= Lew Pryme =

Successful New Zealand pop singer

Lewis Pryme (/prim/: 1940 – 23 April 1990) was a New Zealand pop singer and rugby director, and player.

==Biography==
Pryme was born in the coastal Taranaki town of Waitara, where the primary form of employment was the Borthwick's Freezing Works. He worked his way up the entertainment world ladder starting with Colin King's rock and roll band, the Harmonisers.

He started to become widely known as a pop singer in the mid-sixties, after winning supporting slots for NZ tours by Britpop groups The Dave Clark Five and Herman's Hermits.

His notable songs included "Come On" (1966), "A Star Is Born" (1966), "Gracious Lady Alice Dee" (1968), "What's He Got That I Ain't Got", "There's A Kind Of Hush" (1968), "Fantastic Fergie", "Deck Of Cards" (1969), and "Welcome To My World" (1970).

He later set up his own agency to represent New Zealand artists in the music scene, ‘discovering' and representing many new talents including future successes Tina Cross, Rob Guest, Derek Metzger and Mark Williams.

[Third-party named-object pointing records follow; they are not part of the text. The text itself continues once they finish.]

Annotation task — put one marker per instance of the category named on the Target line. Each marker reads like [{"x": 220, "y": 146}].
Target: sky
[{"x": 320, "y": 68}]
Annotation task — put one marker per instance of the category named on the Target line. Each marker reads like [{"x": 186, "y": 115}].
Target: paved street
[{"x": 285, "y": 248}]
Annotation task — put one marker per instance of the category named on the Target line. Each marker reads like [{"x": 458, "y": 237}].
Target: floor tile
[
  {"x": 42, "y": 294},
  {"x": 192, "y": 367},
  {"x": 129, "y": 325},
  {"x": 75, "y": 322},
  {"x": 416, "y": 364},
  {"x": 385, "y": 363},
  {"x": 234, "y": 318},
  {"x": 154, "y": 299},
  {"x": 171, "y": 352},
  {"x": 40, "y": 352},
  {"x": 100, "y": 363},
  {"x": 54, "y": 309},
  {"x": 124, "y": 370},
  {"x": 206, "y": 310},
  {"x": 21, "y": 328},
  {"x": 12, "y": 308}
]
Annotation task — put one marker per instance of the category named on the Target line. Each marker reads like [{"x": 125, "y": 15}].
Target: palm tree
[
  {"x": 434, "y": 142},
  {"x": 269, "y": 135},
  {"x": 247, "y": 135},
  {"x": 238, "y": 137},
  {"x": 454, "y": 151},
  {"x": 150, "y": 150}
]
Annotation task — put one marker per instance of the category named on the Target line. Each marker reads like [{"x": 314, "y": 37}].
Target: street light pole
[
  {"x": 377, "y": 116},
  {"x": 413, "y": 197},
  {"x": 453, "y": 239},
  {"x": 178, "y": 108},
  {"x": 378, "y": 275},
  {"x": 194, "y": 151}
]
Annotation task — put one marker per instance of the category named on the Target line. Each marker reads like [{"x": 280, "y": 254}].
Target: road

In 1985 Pryme was appointed Executive Director of the Auckland Rugby Union.

Later in life, Pryme opened up about living as a closeted gay man.

Pryme died of AIDS on 23 April 1990, a week after his partner of many years Jeff Fowler also died of AIDS on 16 April 1990, aged 32. His last days were recorded in a documentary, Lew Pryme -- Welcome to my World.